With the adoption of CAN the wiring required to communicate between modules is reduced dramatically. For the system to communicate each control unit requires a minimum of 4 wires to operate: power, earth and the two CAN wires. The CAN wires (twisted pair) link all control units on the network to allow the communication to take place. CAN data transmitted on the CAN Hi line is mirror imaged on the CAN Lo line, and for the CAN system to function the CAN Hi voltage must always be higher than the CAN Lo voltage.

There are no master control units; individual control units have access to read-and-write data on the CAN bus when required. When a control unit is ready to transmit data, it checks to see if the bus is busy and then simply writes a CAN message onto the network.

The CAN messages that are transmitted do not contain addresses of either the transmitting control unit or any of the intended receiving control units. Instead, an arbitration ID that is unique throughout the network labels the message. All control units on the CAN network receive the CAN message, and, depending on the arbitration ID of that transmitted message, each control unit on the network decides whether to accept the message.

For example, the vehicle speed signal is required by a number of control units. The Speed signal/message originates from the wheel speed sensors via the anti-lock braking system control unit.
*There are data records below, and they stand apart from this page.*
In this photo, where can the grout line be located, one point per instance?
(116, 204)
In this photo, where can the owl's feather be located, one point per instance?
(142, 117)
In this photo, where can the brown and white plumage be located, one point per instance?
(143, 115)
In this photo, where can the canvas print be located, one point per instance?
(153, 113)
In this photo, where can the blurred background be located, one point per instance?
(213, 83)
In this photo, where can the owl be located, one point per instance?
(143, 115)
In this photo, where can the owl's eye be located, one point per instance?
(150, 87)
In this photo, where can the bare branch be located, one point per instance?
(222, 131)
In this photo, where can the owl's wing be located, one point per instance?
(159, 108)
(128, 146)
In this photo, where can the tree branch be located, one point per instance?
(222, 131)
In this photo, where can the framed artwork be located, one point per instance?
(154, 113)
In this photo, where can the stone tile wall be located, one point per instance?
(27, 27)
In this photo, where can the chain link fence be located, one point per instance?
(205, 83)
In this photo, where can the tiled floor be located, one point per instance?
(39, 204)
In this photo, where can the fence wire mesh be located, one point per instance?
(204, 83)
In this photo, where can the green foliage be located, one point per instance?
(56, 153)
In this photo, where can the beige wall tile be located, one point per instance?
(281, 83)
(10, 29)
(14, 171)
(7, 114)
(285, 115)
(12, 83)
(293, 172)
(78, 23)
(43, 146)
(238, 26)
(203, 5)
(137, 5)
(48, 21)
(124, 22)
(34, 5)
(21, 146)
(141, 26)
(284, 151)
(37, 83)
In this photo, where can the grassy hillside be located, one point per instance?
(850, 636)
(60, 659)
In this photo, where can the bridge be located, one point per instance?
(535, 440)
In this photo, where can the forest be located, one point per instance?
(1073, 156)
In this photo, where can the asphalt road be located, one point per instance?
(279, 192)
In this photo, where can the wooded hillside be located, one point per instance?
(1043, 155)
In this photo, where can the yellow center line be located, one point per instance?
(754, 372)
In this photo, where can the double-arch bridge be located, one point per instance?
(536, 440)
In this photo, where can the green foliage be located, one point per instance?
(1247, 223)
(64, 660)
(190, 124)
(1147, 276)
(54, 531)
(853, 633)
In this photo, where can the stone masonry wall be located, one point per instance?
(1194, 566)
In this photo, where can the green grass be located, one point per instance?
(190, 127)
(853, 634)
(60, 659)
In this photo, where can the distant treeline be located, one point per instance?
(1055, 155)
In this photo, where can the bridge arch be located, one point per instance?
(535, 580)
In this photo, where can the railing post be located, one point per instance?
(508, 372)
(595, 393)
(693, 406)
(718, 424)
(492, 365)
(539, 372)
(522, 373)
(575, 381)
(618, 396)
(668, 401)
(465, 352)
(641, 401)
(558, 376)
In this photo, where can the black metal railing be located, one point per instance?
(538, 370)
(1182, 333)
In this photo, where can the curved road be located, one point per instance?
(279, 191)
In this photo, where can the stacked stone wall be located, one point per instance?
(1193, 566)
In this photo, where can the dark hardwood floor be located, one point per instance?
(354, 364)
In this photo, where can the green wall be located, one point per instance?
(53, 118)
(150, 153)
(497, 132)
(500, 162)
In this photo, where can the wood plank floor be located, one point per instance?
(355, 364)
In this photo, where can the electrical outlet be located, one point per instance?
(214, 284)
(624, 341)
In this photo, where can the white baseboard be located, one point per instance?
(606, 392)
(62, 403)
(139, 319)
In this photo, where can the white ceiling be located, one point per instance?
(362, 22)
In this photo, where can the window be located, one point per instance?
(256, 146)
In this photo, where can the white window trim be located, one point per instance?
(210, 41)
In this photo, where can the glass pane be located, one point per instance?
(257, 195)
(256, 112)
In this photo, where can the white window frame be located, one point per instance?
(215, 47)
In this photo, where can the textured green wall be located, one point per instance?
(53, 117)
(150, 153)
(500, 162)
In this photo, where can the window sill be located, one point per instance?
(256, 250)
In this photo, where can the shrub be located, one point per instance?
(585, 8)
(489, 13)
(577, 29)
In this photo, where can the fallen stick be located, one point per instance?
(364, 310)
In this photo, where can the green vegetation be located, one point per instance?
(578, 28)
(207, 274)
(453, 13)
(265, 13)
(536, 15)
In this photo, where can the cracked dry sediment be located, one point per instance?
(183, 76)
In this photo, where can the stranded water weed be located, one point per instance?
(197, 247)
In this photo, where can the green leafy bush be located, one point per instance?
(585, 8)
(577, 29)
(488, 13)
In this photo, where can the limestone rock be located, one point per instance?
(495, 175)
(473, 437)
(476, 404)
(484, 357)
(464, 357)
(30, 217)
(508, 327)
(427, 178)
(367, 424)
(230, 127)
The ABS control unit transmits the message on the CAN, The instrument cluster needs this information to display the vehicle speed to the driver; the automatic transmission may also need the vehicle speed to determine which gear to select; and in some vehicles even the audio system needs the speed signal so the volume can be adjusted automatically.

Any other control unit that is part of the CAN network and doesn't require the vehicle speed information simply ignores the message.

Sent to the back of the bus
Messages on the CAN are prioritised. If multiple control units try to transmit a message on the CAN bus at the same time, the control unit with the highest priority automatically gets bus access. Lower-priority messages must wait until the bus becomes available before trying to transmit again.

Most vehicles have multiple networks that often run at different speeds, depending on what systems they are looking after. For example, the powertrain control units may be on a High speed CAN (Engine control module, ABS, stability control, body control module, et cetera). Other control units may be on a low-speed CAN (instrument cluster, park-assist unit, climate control, et cetera).

Having said this, some information may need to be shared between networks; this is done via a gateway. Depending on the vehicle manufacturer, the control unit that is the gateway between networks may vary, however it is generally the instrument cluster control unit or body control module.

In summary the CAN system is a cost effective way to transfer data quickly around your vehicle's different systems, without compromising space and weight. There are other data transfer systems used in vehicles, one being Local Interconnect Network (LIN). This system is usually used for single-unit data transfer, for example, between an engine control module and an alternator (assuming no other units on the network). These can also be known as private networks.

If you are worried about self-driving cars and their new technology, it may surprise you to know that you have already been testing it for years, and you're getting closer to handing over the controls to a software program!

So maybe there's nothing to worry about after all.